For these reasons, we conclude that appellants presented evidence creating a genuine issue of material fact over whether White breached the applicable standard of care by failing to advise appellants about the potential risks associated with not verifying the complaint within the ten-day period. We thus reverse the trial court's denial of appellants' motion for reconsideration and the grant of summary judgment as to this claim.
Judgment affirmed in part and reversed in part.
1. Appellants' malpractice claim fails to the extent that it may be construed as alleging that White was negligent in his initial failure to recognize that the anti-SLAPP statute applied, and, thus, in his failure to comply with the verification requirement at the outset of the original lawsuit. White's initial failure did not prejudice appellants' lawsuit in light of the ten-day amendment provision allowed under the statute, and, as a result, cannot serve as the basis for a legal malpractice claim. See OCGA § 9-11-11.1(b). See, e.g., Allen Decorating v. Oxendine, 225 Ga.App. 84, 88(2), 483 S.E.2d 298 (1997) (ruling that “[w]here the causes of action underlying the malpractice claim remain pending, plaintiff cannot prove the required element of damage” to support the legal malpractice claim) (punctuation omitted).
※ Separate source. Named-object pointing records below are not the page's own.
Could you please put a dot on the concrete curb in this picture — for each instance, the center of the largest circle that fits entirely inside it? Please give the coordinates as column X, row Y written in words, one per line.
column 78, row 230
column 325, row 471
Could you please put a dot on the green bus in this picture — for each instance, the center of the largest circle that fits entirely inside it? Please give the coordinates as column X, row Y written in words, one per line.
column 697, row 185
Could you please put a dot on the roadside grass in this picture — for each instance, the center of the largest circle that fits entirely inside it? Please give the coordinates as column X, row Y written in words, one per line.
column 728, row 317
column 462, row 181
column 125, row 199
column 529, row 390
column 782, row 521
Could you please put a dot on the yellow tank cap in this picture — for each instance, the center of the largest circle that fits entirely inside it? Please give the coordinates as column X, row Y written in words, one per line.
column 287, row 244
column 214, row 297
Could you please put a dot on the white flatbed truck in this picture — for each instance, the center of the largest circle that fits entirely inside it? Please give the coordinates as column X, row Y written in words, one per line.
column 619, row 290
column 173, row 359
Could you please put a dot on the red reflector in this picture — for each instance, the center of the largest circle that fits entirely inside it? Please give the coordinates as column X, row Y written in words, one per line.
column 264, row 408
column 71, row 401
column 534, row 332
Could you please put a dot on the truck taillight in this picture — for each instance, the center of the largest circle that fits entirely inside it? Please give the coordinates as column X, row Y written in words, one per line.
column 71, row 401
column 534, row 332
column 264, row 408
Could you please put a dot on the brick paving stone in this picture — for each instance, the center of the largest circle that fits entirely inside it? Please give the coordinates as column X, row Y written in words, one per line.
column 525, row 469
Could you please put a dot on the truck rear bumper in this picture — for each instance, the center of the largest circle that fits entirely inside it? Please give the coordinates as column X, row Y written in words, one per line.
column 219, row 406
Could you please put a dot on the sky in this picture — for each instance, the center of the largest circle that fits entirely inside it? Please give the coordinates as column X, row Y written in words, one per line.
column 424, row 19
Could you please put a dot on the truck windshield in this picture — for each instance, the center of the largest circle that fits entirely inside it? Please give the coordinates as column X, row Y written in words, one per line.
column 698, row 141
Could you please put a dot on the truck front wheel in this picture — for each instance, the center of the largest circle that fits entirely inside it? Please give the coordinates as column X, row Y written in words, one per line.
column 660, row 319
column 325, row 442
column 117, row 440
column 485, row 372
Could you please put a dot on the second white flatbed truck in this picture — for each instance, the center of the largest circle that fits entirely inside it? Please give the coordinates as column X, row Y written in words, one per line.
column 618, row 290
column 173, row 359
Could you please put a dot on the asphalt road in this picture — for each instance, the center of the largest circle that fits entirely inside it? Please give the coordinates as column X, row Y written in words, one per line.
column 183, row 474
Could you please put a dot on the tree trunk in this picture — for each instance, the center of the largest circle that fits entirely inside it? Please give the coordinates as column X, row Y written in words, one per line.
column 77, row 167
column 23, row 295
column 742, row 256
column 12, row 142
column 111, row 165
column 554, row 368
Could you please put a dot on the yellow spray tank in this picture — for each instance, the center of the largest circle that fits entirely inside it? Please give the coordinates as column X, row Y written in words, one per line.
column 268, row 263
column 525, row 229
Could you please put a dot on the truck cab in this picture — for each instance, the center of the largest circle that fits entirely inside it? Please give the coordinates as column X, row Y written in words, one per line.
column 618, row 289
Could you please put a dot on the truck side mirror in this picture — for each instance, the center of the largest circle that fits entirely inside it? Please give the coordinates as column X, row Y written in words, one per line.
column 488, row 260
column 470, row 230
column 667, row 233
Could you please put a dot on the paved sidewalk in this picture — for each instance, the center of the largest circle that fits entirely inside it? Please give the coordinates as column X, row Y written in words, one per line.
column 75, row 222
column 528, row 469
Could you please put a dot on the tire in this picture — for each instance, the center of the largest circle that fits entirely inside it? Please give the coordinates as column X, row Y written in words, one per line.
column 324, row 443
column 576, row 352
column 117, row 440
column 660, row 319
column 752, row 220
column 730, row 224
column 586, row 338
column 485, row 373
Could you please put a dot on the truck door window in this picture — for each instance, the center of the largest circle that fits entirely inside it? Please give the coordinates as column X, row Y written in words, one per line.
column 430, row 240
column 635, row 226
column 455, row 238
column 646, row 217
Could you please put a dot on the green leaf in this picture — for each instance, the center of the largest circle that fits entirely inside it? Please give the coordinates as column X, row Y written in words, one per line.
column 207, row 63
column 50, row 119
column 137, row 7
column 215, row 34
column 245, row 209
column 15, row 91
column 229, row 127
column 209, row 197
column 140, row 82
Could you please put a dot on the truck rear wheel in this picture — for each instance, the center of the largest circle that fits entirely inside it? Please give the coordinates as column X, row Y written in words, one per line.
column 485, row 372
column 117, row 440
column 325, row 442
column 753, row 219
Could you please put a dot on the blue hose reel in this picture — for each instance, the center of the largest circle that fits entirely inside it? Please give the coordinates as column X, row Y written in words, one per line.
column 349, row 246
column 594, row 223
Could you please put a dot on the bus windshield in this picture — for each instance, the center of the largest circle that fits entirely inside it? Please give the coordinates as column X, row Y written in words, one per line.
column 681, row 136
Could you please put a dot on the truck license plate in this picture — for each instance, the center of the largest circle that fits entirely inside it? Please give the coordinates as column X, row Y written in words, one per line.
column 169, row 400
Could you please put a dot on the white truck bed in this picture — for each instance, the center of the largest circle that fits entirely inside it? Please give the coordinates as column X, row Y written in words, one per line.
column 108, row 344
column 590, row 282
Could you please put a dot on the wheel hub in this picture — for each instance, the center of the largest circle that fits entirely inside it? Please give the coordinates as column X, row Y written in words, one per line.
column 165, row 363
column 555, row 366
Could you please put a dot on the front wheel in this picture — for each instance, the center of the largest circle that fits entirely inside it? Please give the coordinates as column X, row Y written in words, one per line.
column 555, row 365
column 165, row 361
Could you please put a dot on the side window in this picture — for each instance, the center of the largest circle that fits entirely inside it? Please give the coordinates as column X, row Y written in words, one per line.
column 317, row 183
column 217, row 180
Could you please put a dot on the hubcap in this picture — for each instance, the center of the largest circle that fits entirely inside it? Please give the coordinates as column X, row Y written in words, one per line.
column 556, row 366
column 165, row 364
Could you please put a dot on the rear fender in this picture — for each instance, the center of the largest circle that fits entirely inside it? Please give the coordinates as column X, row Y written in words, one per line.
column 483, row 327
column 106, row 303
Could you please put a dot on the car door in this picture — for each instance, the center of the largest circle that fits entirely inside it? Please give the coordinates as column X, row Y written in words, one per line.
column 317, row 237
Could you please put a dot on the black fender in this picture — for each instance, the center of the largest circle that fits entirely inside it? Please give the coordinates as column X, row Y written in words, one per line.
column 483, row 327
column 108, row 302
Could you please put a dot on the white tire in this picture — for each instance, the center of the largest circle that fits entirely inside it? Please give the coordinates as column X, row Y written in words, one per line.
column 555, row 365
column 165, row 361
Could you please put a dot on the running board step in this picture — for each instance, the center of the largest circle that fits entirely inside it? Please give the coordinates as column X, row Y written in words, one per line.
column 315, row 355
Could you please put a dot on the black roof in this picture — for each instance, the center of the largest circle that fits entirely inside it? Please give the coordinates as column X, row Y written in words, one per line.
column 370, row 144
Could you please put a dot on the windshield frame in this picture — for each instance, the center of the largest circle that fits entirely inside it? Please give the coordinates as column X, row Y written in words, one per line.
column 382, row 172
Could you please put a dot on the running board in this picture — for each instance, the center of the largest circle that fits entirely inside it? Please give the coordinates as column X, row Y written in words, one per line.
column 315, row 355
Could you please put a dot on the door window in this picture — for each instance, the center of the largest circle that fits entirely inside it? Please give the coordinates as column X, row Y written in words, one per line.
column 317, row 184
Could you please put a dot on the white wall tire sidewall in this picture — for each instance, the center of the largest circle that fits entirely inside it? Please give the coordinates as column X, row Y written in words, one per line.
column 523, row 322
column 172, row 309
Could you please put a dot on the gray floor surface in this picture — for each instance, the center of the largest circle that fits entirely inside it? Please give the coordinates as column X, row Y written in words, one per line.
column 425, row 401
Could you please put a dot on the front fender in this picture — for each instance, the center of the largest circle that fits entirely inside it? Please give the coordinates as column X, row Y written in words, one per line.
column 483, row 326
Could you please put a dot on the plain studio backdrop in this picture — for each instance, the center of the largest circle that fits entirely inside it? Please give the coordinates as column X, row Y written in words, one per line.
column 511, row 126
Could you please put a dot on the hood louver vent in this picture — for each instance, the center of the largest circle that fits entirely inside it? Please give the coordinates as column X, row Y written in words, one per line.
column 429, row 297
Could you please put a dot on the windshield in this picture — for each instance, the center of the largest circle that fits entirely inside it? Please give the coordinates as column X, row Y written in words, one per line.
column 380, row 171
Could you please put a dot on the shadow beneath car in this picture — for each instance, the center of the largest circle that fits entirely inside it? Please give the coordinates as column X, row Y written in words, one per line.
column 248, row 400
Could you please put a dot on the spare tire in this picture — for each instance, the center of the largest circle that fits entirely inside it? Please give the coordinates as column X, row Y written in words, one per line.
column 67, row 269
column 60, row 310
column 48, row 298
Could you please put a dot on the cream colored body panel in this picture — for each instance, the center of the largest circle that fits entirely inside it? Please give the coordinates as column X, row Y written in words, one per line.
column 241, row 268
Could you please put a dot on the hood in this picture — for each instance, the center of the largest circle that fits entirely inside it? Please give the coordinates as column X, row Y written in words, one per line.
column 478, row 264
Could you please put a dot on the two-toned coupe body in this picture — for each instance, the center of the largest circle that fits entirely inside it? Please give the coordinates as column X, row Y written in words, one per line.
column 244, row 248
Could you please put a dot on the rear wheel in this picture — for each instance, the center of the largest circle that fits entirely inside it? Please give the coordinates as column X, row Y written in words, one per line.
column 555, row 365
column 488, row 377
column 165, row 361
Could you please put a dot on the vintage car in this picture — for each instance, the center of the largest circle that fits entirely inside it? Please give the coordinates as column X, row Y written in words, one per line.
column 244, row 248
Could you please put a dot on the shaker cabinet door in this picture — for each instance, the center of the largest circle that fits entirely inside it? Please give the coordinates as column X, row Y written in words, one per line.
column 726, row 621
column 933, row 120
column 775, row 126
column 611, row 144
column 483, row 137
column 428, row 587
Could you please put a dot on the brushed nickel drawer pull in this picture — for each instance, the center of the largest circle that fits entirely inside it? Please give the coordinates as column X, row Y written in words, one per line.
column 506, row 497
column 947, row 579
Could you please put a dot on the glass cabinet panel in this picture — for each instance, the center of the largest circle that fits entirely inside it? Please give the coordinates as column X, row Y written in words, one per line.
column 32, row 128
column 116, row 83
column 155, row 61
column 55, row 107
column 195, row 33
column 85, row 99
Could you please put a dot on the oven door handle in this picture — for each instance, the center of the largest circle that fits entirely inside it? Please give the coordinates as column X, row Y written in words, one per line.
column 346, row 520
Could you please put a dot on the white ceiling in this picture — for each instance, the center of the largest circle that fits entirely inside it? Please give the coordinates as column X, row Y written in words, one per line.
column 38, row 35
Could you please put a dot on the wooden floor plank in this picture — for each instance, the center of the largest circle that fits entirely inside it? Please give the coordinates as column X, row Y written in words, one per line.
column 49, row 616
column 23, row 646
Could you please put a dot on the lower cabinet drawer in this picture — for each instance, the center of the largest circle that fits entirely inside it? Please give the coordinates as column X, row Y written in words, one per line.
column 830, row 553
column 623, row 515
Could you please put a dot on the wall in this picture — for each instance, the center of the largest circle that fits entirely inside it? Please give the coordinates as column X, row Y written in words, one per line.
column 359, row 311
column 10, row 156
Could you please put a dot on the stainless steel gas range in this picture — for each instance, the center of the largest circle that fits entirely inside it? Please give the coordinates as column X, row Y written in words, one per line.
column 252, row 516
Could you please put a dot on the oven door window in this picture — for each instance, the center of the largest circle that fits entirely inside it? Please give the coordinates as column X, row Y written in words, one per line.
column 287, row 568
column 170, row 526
2. In fact, the state of the law on this issue remains unsettled. See Walden v. Shelton, 270 Ga.App. 239, 241-242, n. 2, 606 S.E.2d 299 (2004).
3. Appellants also claim that White acted unreasonably by failing to research the verification issue beyond reading the text of the statute. But, even if White had conducted additional research, he would simply have located the conflicting opinions of Davis and Browns Mill, which would not have provided him with a clear resolution of the issue. See Jones, Day, Reavis & Pogue, 217 Ga.App. at 84(2), 456 S.E.2d 264.
4. Appellants had already complied with OCGA § 9-11-9.1(a) by filing the expert affidavit of Paul D. Hermann with their complaint.
ANDREWS, P.J., and BARNES, J., concur.